Using Film to Nurture ‘Theology from the Underside’
What are your favorite pastimes? Does it include a night with friends at your favorite restaurant or is it watching a movie at home, on the sofa, with snacks? Imagine your college class with movie and a grade. That’s the good life.
Seminary life isn’t quite like that, but for one of my classes, it comes close.
One of my favorite classes is Theology from the Underside which examines how people in the underside understand creation, God, Christ, Spirit, scripture, salvation, community, suffering, hope, and life. African-Americans, Latin-Americans, feminists, womanists, Asians, and colonized groups engage in theology from their life experiences and context.
For the class on Postcolonial Theology I show the film Rabbit Proof Fence. This is the only film I show in its entirety. I ask the students to bring soda and snacks and they settle into the classroom theater. It isn’t a popular movie so no student has ever seen it before my class.
Postcolonial theology is difficult to teach since the effects of colonialism are difficult for white Americans to grasp. I can lecture all day about the negative consequences of colonialism and many students will not believe it. They believe that colonialism is part of our present reality and cannot be changed. Even worse are students who believe it is part of that Rudyard Kipling world we left behind before WW I.

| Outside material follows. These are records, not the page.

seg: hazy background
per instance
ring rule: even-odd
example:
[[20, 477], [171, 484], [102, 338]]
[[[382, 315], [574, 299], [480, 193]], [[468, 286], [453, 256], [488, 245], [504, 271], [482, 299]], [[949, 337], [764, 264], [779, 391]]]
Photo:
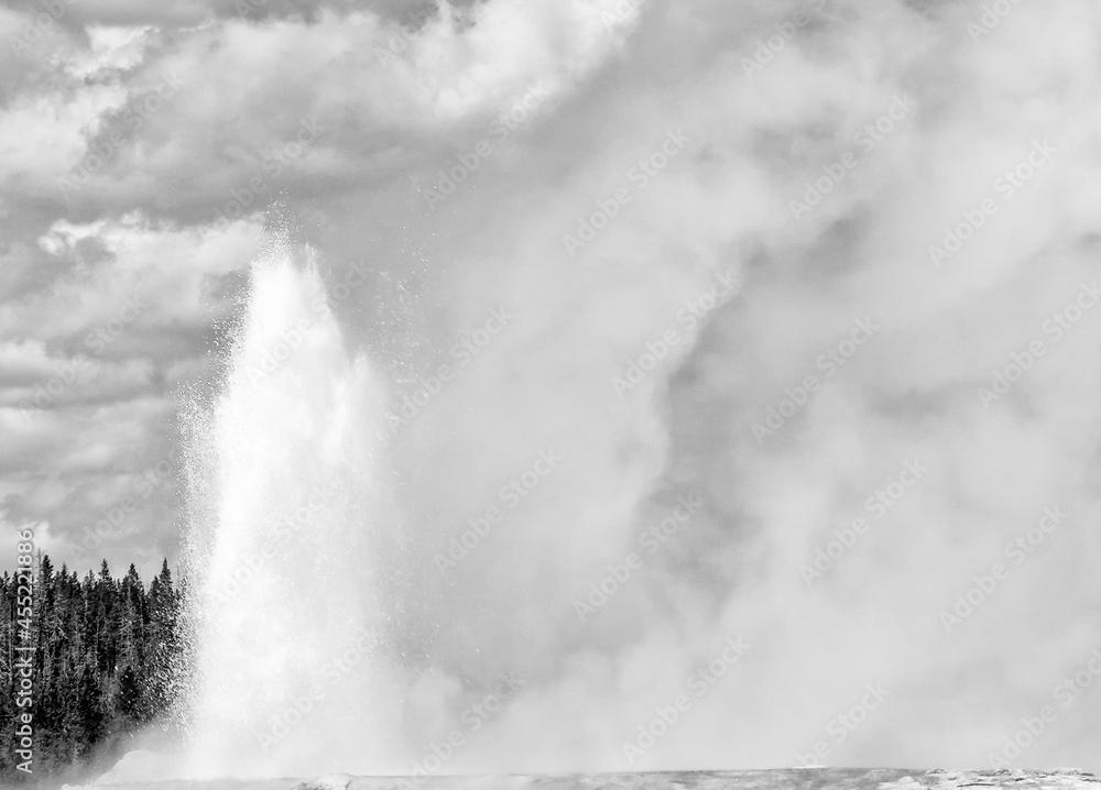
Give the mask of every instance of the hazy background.
[[[7, 3], [0, 557], [29, 526], [81, 572], [176, 561], [183, 478], [141, 476], [182, 469], [182, 409], [217, 389], [266, 223], [317, 249], [349, 354], [392, 408], [460, 367], [381, 445], [400, 516], [364, 524], [390, 536], [412, 754], [459, 728], [446, 770], [785, 766], [817, 742], [831, 765], [986, 766], [1050, 705], [1017, 765], [1101, 768], [1084, 688], [1101, 310], [1045, 330], [1098, 274], [1101, 8], [1003, 4], [983, 26], [971, 2], [887, 0], [490, 0], [427, 19]], [[525, 96], [514, 129], [493, 125]], [[687, 141], [639, 188], [631, 168], [671, 133]], [[1043, 141], [1055, 152], [1007, 196], [1003, 172]], [[440, 169], [483, 142], [437, 199]], [[631, 201], [570, 254], [564, 235], [618, 189]], [[934, 265], [984, 199], [996, 211]], [[341, 296], [353, 264], [364, 282]], [[730, 293], [688, 320], [716, 275]], [[494, 309], [514, 318], [459, 364]], [[820, 355], [858, 319], [877, 331], [827, 377]], [[617, 387], [669, 331], [657, 367]], [[984, 403], [1034, 341], [1044, 355]], [[810, 375], [820, 389], [759, 441]], [[448, 539], [548, 448], [556, 468], [440, 572]], [[928, 471], [876, 518], [865, 501], [915, 459]], [[690, 495], [702, 506], [647, 553], [640, 536]], [[1068, 516], [1014, 564], [1006, 545], [1055, 505]], [[858, 516], [869, 531], [808, 585], [800, 567]], [[582, 623], [574, 602], [632, 550], [642, 569]], [[949, 633], [941, 613], [999, 562], [1007, 578]], [[739, 636], [749, 651], [696, 696], [694, 672]], [[504, 672], [522, 692], [472, 732], [466, 705]], [[1060, 695], [1076, 672], [1081, 693]], [[868, 683], [889, 694], [842, 740], [828, 727]], [[690, 710], [630, 762], [623, 744], [678, 693]]]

That is how they feel until they watch the movie Rabbit Proof Fence. It accomplishes something I cannot do with lectures. It conveys the raw, unsympathetic treatment that colonizers did to the colonized. The unjust, arrogant acts committed throughout human history in the name of imperialism are inhuman. The movie conveys this for me. Here is a clip from the beginning of the film which shows the agony of aboriginal children being taken from their families and brought up in residential Christian schools.
At the end of the film, no eyes are dry. I have to give the students 15 minutes to gather themselves as the movie is provocative, heart wrenching, and painful. At the end of the class, students see the world in a different way.

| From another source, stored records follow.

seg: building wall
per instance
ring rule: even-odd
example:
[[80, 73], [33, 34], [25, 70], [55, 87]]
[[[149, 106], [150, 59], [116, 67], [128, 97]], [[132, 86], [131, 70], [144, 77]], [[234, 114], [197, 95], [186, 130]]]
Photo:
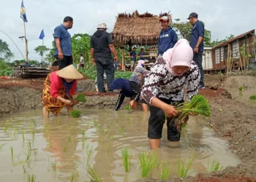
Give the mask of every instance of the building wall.
[[[237, 70], [239, 68], [239, 67], [241, 67], [239, 52], [238, 49], [240, 49], [240, 47], [242, 47], [244, 44], [246, 44], [246, 46], [248, 47], [247, 49], [249, 53], [252, 55], [254, 36], [255, 35], [248, 34], [247, 37], [244, 36], [240, 39], [236, 39], [229, 43], [230, 49], [232, 50], [232, 56], [234, 58], [233, 62], [233, 69]], [[228, 54], [227, 48], [228, 45], [212, 49], [213, 70], [223, 70], [225, 71]], [[241, 61], [243, 63], [243, 58], [241, 58]]]
[[204, 50], [203, 52], [203, 68], [212, 69], [212, 55], [211, 50]]

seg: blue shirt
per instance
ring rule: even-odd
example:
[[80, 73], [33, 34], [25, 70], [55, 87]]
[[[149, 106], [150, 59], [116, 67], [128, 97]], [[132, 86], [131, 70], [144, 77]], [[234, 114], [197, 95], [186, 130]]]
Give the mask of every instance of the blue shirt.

For me, when theology transforms your worldview so that you behave differently, I am fulfilled.
Mary Hess says
That’s a wonderful film to use! I also use “The Color of Fear”, “A Time for Burning” and “Mirrors of Privilege: Making Whiteness Visible” — all of which are documentaries.
gracejisunkim says
Mary
Thank you for all your film suggestions. I hope many can use mine and your suggestions!
warmly,
Grace
Revocatus Meza says
Thank you for sharing this insightful article. I remember watching this film in one of your classes:Theology from the Underside–was catchy and touchy.I also recall seeing some of my class members stretching their hands into their hand-bags or pockets to get out handkerchiefs to dry their wet eyes:I mean tears!
gracejisunkim says
Thanks Meza! It was always wonderful to have you in my classes. Wishing you the best as you study in Germany.